Regulating Political Deepfakes: First Amendment Lessons from Hawaii’s Unconstitutional Effort

by Clay Calvert, AEI Nonresident Senior Fellow, Technology Policy Studies, March 18, 2026

Federal Judge Shanlyn Park recently delivered an important First Amendment victory for satiric commentary in Babylon Bee v. Lopez, pushing back against an overly broad government response to political deepfakes. Park permanently enjoined a Hawaii law criminalizing the reckless distribution of “materially deceptive media” that “risk[s] . . . harming the reputation or electoral prospects of a candidate in an election or changing the voting behavior of voters in an election.”

Act 191 targets content generated by artificial intelligence and digital technology that depicts candidates “engaging in speech or conduct in which . . . [they] did not in fact engage” and that “would cause a reasonable [person] to believe . . . [they] engaged in the speech or conduct depicted.” Additionally, the verboten content must advocate for or against depicted candidates, akin to an “advertisement.”

Act 191 exempts manipulated content that features a “clearly visible” disclaimer explaining it is fake. Democratic Governor Josh Green signed the measure into law in 2024.

Park agreed that Hawaii has “a compelling interest in regulating political deepfakes for the purpose of protecting the State’s electoral integrity—an essential democratic function.” The problem is that Act 191 isn’t narrowly tailored—isn’t sufficiently confined in scope—to serve that interest. It therefore fails the strict scrutiny test for examining the constitutionality of content-based statutes (ones that regulate speech about some subjects but not others).

Although arguably well intended to shield voters from what Act 191 calls “disinformation and misinformation,” the law fails to adequately account for the competing free-speech interests of satirists who skewer politicians. Here are two constitutional principles lawmakers should remember when drafting deepfake statutes.

Narrow Tailoring. If there’s an alternative way to effectively serve a compelling government interest (here, electoral integrity) that restricts less speech—impinges less on others’ expressive interests—than the one(s) lawmakers selected, then a content-based law isn’t narrowly tailored and violates the First Amendment. Park concluded that “counter speech appears to be a viable, less restrictive alternative.”

Counter speech—a venerable doctrine—was imported into First Amendment law nearly a century ago in Whitney v. California. It holds that “if there be time to expose through discussion the falsehood and fallacies, to avert the evil by the processes of education, the remedy to be applied is more speech, not enforced silence.”

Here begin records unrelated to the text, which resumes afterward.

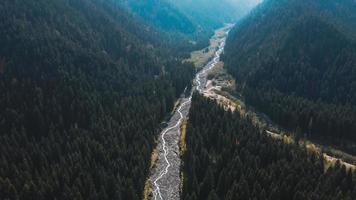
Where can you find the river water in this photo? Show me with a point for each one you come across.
(165, 177)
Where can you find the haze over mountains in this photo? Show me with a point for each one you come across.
(295, 61)
(86, 86)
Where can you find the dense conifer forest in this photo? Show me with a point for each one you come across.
(296, 61)
(84, 86)
(229, 158)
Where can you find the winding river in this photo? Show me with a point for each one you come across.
(166, 175)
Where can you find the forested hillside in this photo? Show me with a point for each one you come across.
(296, 61)
(193, 21)
(84, 86)
(229, 158)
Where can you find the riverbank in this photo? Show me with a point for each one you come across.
(164, 181)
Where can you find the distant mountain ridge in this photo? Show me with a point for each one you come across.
(296, 61)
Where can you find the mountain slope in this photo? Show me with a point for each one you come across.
(84, 86)
(228, 158)
(296, 61)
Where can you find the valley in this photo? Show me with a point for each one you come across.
(164, 181)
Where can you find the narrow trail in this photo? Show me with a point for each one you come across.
(166, 176)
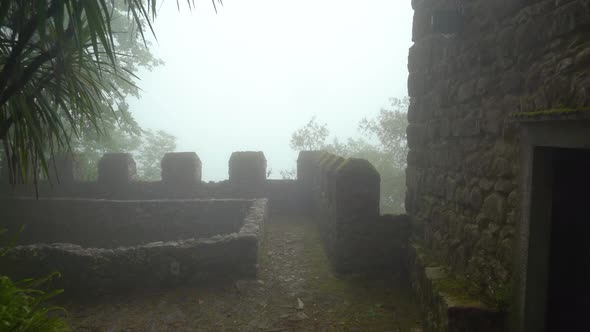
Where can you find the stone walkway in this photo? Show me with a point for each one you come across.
(295, 291)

Counter speech remedies for political deepfakes that Park deemed viable include “crowd-sourced fact checking,” plus Hawaii “counter[ing] deceptive speech with factual speech of its own,” and creating a database tracking materially deceptive content. Furthermore, Park reasoned that Hawaii could launch an educational campaign to increase “the digital and political literacy of the electorate” in spotting deceptive political content. In sum, counter speech and educational initiatives provide less speech-restrictive ways of protecting voters from deepfake deception that don’t criminalize satire.

Safeguarded Satire. The First Amendment presumptively protects political satire about public figures. In 1988, the US Supreme Court affirmed pornographer Larry Flynt and Hustler magazine’s First Amendment right to satirize the Reverend Jerry Falwell as a “drunk and immoral . . . hypocrite who preaches only when . . . drunk” and who lost his virginity “during a drunken incestuous rendezvous with his mother in an outhouse.” Hustler’s satiric vehicle was a parody of actual Campari liqueur advertisements. Falwell, then a “high-profile figure on the political scene” who founded Liberty University and the Moral Majority, was a prime satirical target for a pornographer like Flynt.

In declaring Falwell a public figure and ruling against his claim for intentional infliction of emotional distress, the Supreme Court began from the premise that “at the heart of the First Amendment is the recognition of the fundamental importance of the free flow of ideas and opinions on matters of public interest and concern.” It observed that “despite their sometimes caustic nature, from the early cartoon portraying George Washington as an ass down to the present day, graphic depictions and satirical cartoons have played a prominent role in public and political debate.” The Court concluded that “from the viewpoint of history, it is clear that our political discourse would have been considerably poorer without them.”

This is exceedingly relevant for the Lopez plaintiffs. The Babylon Bee wryly dubs itself “the world’s best satire site, totally inerrant in all its truth claims.” Plaintiff Dawn O’Brien is a Honolulu resident who “regularly posts about politics, elections, and religion on her public Instagram and Facebook accounts.”

Both plaintiffs deliberately create and distribute fake content about politicians to satirize them and their policies. O’Brien plans this year to distribute “an AI-generated image of President Donald Trump endorsing Governor Green for reelection and AI-generated images of Governor Green holding signs that read ‘Free speech is cancelled’ and ‘Satire and parody require labels.’”

Thanks to Judge Park’s astute ruling blocking Act 191, O’Brien may freely do so.